Recognize and acknowledge that you grief is real; do not be afraid of the intensity of your pain. You may experience a wide range of feelings and feel confused. Write about it or talk about it with someone who will listen and hear your pain. You may want to create a journal or scrapbook about you, your family and your pet. This can be a personal project just for you or a family project that may be shared by everyone.
Have compassion for yourself and don’t allow others to diminish your feelings. Grieving takes time.
Honor your pet with a special funeral or burial service. It can be a private ceremony with your family and friends. Today, there are even pet funeral homes. If there isn’t a pet funeral home or cemetery in your area, you can bury your pet in a special place in your yard. You can create or buy a special marker for your pet’s grave.
Many owners choose to have their pets cremated. If this is your choice, you can still have a memorial service. You may choose to bury the cremated remains or scatter them in special place. If you choose to bury the remains, there are a wide variety of pet urns available. If you do not have a pet cemetery or funeral center, check with your local funeral director.
You might consider purchasing a sand-cast replica of your pet and place it on the mantel or on a bookcase. Many times, people have made photo groupings of their pet with different members of the family to accompany these statues.
Consider creating a rock garden in memory of your pet. You can purchase garden stones and have the name of your pet engraved on them. Put it in a garden of flowers or bushes or under the favorite tree where your pet used to lay in the shade. This is just one of many ways to honor your pet; you can be creative and involve the family in deciding what you want to do.
Children love to create memory boxes. They can use a shoebox and decorate it. In this box they can put special things that remind them of their pet: a photo, a special toy, a leash, collar, or dog tags. They may choose to write a poem or story about the pet and keep it in this box.
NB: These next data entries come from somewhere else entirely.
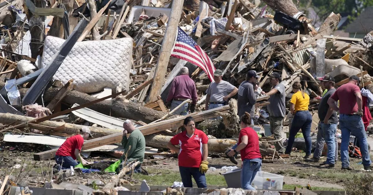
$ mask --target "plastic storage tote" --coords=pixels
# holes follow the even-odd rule
[[[282,189],[283,182],[282,175],[258,171],[251,185],[257,189]]]

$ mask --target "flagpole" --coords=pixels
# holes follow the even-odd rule
[[[156,67],[154,81],[150,88],[148,101],[153,101],[157,100],[157,97],[160,95],[161,89],[164,82],[167,66],[176,37],[178,26],[181,17],[184,4],[184,0],[172,1],[170,17],[169,17],[167,27],[162,42],[162,46]]]

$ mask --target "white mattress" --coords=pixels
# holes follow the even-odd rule
[[[64,84],[74,79],[74,88],[91,93],[109,87],[115,91],[129,90],[132,40],[123,38],[77,42],[53,77]],[[65,39],[46,38],[41,67],[53,60]],[[41,68],[41,67],[39,67]]]

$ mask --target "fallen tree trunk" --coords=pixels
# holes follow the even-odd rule
[[[172,136],[162,135],[150,135],[145,136],[146,146],[156,148],[168,148],[166,144]],[[231,139],[209,139],[207,146],[209,152],[222,153],[237,142]]]
[[[0,121],[1,121],[1,123],[6,124],[12,123],[13,125],[15,125],[22,123],[26,123],[35,119],[34,118],[32,117],[22,116],[17,114],[12,114],[0,113]],[[55,128],[64,126],[65,128],[63,128],[62,130],[59,130],[58,133],[59,134],[66,133],[69,135],[77,134],[79,133],[79,130],[82,127],[87,127],[87,126],[84,125],[49,120],[40,123],[38,124],[40,126],[34,126],[32,125],[32,124],[29,124],[30,127],[32,129],[43,131],[45,131],[46,129],[47,129],[47,127],[48,127]],[[43,127],[41,126],[47,126],[47,128],[46,128],[46,127]],[[115,129],[111,129],[90,126],[89,127],[90,130],[91,130],[91,132],[95,137],[103,137],[122,132],[122,131],[120,130],[116,130]],[[53,135],[53,131],[51,131],[50,134]]]
[[[5,83],[0,81],[0,87],[3,87]],[[46,90],[43,97],[46,101],[50,101],[57,95],[60,88],[49,88]],[[28,88],[19,89],[21,98],[26,94]],[[4,97],[5,99],[7,98]],[[76,91],[70,91],[62,102],[72,105],[77,103],[82,105],[97,98],[88,94]],[[88,107],[98,112],[116,117],[129,118],[134,120],[140,120],[149,123],[159,119],[166,113],[147,108],[132,102],[126,102],[123,98],[118,97],[110,100],[104,100]],[[110,113],[111,111],[111,113]]]
[[[334,12],[330,13],[320,26],[319,34],[322,36],[331,35],[339,23],[341,18],[339,14],[336,14]]]

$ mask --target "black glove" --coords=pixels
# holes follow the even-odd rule
[[[166,104],[164,104],[164,105],[165,105],[167,108],[169,108],[171,107],[171,102],[169,101],[168,102],[166,102]]]
[[[190,112],[193,113],[195,111],[195,104],[190,105]]]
You can make a donation to a pet rescue group or your humane society or animal shelter in your pet’s name. You may even choose to donate any pet food or pet treats you have left in your pantry to these groups or consider making a gift bag of pet treats and toys for the pet next door.
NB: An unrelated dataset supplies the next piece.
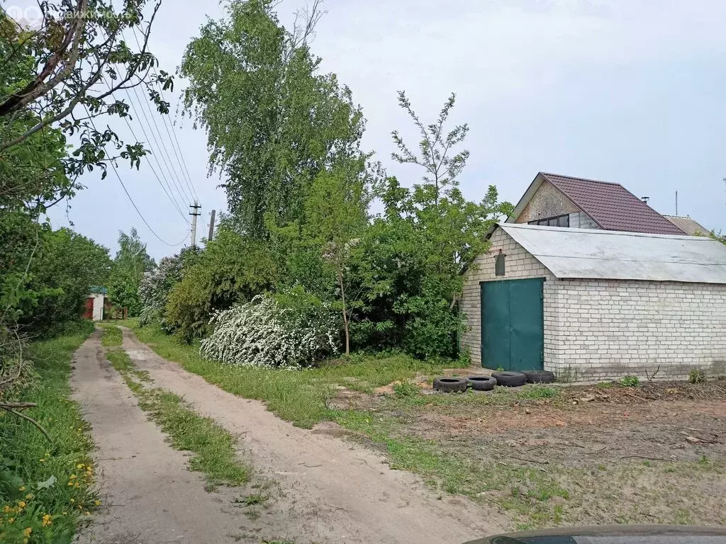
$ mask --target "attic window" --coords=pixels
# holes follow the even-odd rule
[[[537,219],[534,221],[529,221],[529,225],[539,225],[540,226],[570,226],[570,214],[566,213],[563,215],[555,215],[555,217]]]
[[[505,275],[505,257],[504,253],[499,253],[497,255],[497,260],[494,261],[494,276],[504,276]]]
Don’t rush out and buy a new pet. It can take a while to sort out your feelings and your pet deserves to be grieved. Your old pet needs to be buried in the memories of your heart. A new pet can’t replace your old pet but it can help ease the pain. Trust yourself. You will know when it is right to buy a new pet.
Remember, what you are feeling is very real grief. You do not have to apologize for your feelings or be ashamed they feel so intense. People grieve because they love, so don’t let anyone rob you of that love or the need to honor it.